In 2008, the WHO reported dangerous levels of faecal bacteria along a third of Gaza’s coast. By 2010, the United Nations Relief and Works Agency reported that acute bloody diarrhoea and viral hepatitis remained the major causes of morbidity among refugees in the Strip.
“We need continuous electricity to pump waste-water from homes to sewage treatment plants,” says Najjar. “Generators substitute during power cuts, but without the regular supply of electricity, waste will flood the streets.”
In March 2007 (correction from previously stated August 2007), a sewage holding pool in Beit Lahiya overflowed, drowning five residents of the village nearby.
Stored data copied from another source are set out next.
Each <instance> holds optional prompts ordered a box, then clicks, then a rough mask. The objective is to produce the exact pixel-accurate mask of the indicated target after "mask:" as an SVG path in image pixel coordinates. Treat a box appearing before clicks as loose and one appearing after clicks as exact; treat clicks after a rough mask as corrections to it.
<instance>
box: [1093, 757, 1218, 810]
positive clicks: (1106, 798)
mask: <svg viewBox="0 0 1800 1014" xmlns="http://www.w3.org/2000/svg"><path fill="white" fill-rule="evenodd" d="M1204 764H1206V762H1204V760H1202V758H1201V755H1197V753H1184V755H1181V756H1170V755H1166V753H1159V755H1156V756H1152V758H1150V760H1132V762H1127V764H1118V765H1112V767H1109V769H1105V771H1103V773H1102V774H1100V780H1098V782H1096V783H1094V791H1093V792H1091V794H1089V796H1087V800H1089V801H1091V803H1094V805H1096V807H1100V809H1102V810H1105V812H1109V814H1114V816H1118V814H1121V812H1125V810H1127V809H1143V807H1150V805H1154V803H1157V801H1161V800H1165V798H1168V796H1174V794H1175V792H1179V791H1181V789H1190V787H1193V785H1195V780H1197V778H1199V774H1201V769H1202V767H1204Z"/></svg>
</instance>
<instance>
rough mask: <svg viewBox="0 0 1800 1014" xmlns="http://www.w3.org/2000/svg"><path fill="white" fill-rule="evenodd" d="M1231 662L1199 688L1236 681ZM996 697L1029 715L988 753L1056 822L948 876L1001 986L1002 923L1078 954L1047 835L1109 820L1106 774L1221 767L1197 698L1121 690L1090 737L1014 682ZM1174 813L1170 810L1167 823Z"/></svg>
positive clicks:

Hamas maintains that it would accept a Palestinian state within 1967 borders. These are borders which Israel has yet to define and continues to blur with expanding illegal Jewish settlements and occupation of Palestinian land.
“I think the Israelis are serious with their threat,” says Wishah, “because they don’t pay any attention to the international opinion, nor to international laws and conventions, like the Geneva Conventions, that they’ve signed, which forbid collective punishment. They feel they are above the law and beyond any legal pursuit.”